Former St. Louis County Police Chief Tim Fitch tweeted: “You did not see “police restraint” overnight. You saw police reluctant to act. We cannot keep stoning the keepers at the gate.”
The events in Ferguson centered around the young black man Michael Brown shot to death by Ferguson policeman Darren Wilson reveal, as other events involving police do, the inherent deficiencies and dangers of a police force. There is little good and much evil that comes from having police. They are a reflection of ourselves.
Police are human beings. Consider their job and their motto, “to protect and to serve”. The action of these verbs is always misconstrued as directed toward the public. More accurately, it’s to protect and serve themselves, and that’s why they call it the thin blue line. Protecting themselves is why they wouldn’t release the name of Darren Wilson until days after the incident. They are as lawyers. They aren’t about getting at the truth. It’s about the evil of their politics and self preservation. It’s a war, whether it’s in Afghanistan or Ferguson. Their militarization won’t be explained in any other reasonable fashion.

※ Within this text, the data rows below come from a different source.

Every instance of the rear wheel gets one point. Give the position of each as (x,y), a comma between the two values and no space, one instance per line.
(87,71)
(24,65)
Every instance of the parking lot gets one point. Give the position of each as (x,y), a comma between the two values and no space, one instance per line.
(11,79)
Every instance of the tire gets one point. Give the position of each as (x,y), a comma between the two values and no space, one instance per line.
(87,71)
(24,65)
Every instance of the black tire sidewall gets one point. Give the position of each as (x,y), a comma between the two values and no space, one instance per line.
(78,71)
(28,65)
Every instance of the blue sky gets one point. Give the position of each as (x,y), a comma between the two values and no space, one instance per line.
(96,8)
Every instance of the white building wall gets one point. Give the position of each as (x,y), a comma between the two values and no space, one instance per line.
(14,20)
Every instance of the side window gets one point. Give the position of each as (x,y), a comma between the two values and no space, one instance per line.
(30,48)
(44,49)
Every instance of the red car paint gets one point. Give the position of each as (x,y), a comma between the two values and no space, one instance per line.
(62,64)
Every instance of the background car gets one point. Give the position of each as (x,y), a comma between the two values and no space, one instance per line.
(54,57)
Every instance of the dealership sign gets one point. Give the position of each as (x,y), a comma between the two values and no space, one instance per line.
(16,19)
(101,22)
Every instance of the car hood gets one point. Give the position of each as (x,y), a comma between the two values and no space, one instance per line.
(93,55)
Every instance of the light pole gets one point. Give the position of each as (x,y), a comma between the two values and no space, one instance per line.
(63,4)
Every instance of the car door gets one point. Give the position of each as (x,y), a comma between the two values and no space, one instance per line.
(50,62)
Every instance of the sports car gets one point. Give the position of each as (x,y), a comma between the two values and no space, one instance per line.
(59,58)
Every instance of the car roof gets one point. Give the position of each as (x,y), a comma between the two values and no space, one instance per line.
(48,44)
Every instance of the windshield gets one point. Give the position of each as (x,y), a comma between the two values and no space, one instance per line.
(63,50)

The public has absorbed images of heavily armed police, snipers trained on protesters and tear gas plumes. Against that backdrop, Attorney General Eric Holder said that when police and citizens need to restore calm, “I am deeply concerned that the deployment of military equipment and vehicles sends a conflicting message.“
It’s not conflicting at all. It’s very clear. Again, it’s their protection. Not yours. And it serves them very well.